Linhof Tech III w/ 135mm Nikkor Problems!!!greenspun.com : LUSENET : Large format photography : One Thread
Hello, I am writing because I have been pondering this question. Why is it that when I look under my enlarger with my grain focuser the image is not as sharp as the same image taken with my Hasselblad... Technically, I believe that the 4x5 image should be sharper due to less enlargement. I am using T-Max 100, developed in HC-110, but I have now purchased some TMAX RS developer. I have also noticed this on some chromes that I have taken. One theory, is that my ground glass, is cheap; purchased at a glass shop for $1, versus $50 for a Linhof brand. Could this throw off my focusing? I am stopping the lens down pretty far when i shoot (f/22 or so) so I wouldn't think that there would be too much difference if it was focusing on the front of the glass versus the back, but maybe??? I am using a loupe when I focus, so it is not my eyes... Please let me know of any insight that you may have... Thanks!!! Joe Accuardi Portland, OR
-- Joe Accuardi (JAccuardi@hotmail.com), July 15, 2001
Unhappily, even new cameras can show some difference on focusing and film planes. It must be checked and somewhere back in this forum you may find some suggestions on how to do it. Maybe your camera was set for a fresnel lens and it's absence can really make a mess on focusing. But, anyway, don't despair. It's easy to find and fix those small bugs. Good luck.

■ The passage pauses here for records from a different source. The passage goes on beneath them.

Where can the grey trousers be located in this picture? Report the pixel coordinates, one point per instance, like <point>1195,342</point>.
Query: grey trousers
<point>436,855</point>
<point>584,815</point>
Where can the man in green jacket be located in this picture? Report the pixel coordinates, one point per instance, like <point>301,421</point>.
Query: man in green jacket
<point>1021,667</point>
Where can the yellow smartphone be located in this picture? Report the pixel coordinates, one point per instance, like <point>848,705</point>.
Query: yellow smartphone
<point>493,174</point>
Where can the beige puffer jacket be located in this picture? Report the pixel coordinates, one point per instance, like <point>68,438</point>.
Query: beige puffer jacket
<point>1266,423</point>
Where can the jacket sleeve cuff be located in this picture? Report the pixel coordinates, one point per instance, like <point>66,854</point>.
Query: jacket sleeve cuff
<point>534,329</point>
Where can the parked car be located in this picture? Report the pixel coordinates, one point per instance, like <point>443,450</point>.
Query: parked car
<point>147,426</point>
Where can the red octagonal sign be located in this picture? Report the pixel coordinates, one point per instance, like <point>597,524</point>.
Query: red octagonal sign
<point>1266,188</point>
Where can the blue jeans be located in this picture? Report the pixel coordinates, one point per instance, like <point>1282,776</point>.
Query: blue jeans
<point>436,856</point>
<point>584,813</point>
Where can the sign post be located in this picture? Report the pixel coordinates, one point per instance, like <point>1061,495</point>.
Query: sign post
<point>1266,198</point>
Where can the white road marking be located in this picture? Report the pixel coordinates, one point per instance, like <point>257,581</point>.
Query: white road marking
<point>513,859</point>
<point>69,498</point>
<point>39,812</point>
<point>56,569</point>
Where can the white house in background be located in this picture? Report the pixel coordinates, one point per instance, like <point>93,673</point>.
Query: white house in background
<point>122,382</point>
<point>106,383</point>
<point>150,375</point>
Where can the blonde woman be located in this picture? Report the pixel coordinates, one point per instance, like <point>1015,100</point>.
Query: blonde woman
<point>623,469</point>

-- Cesar Barreto (email@example.com), July 15, 2001.
1: Have you installed the ground glass properly? 2: Is some of the image sharper in front or behind what you focused on? 3: Is the lens propely installed and are you shooting within the optimal range of the lens or are you using too large or small an aperture to get best results? 4: There are no ground glasses from linhhof for a III. 5: Your camera series has been discontinued since 1956. Has it been checked to see if it is within factory tolerances after almost half a century?
-- Bob Salomon (firstname.lastname@example.org), July 16, 2001.
there is a well known method to check the planes of ground glass and film: use a richly structured object (a page of a newspaper or a ruler) going from the front into the background and make a image with the stop wide open. You should put something on the rules/paper to mark the line of best focus. Since you use the lens wide open, you should have a small sharp zone in the middle and unsharp zones in front and behind your marker. If the zone of sharpness isn't on the marker, you have a problem with the ground glass. Don't use movements with this test!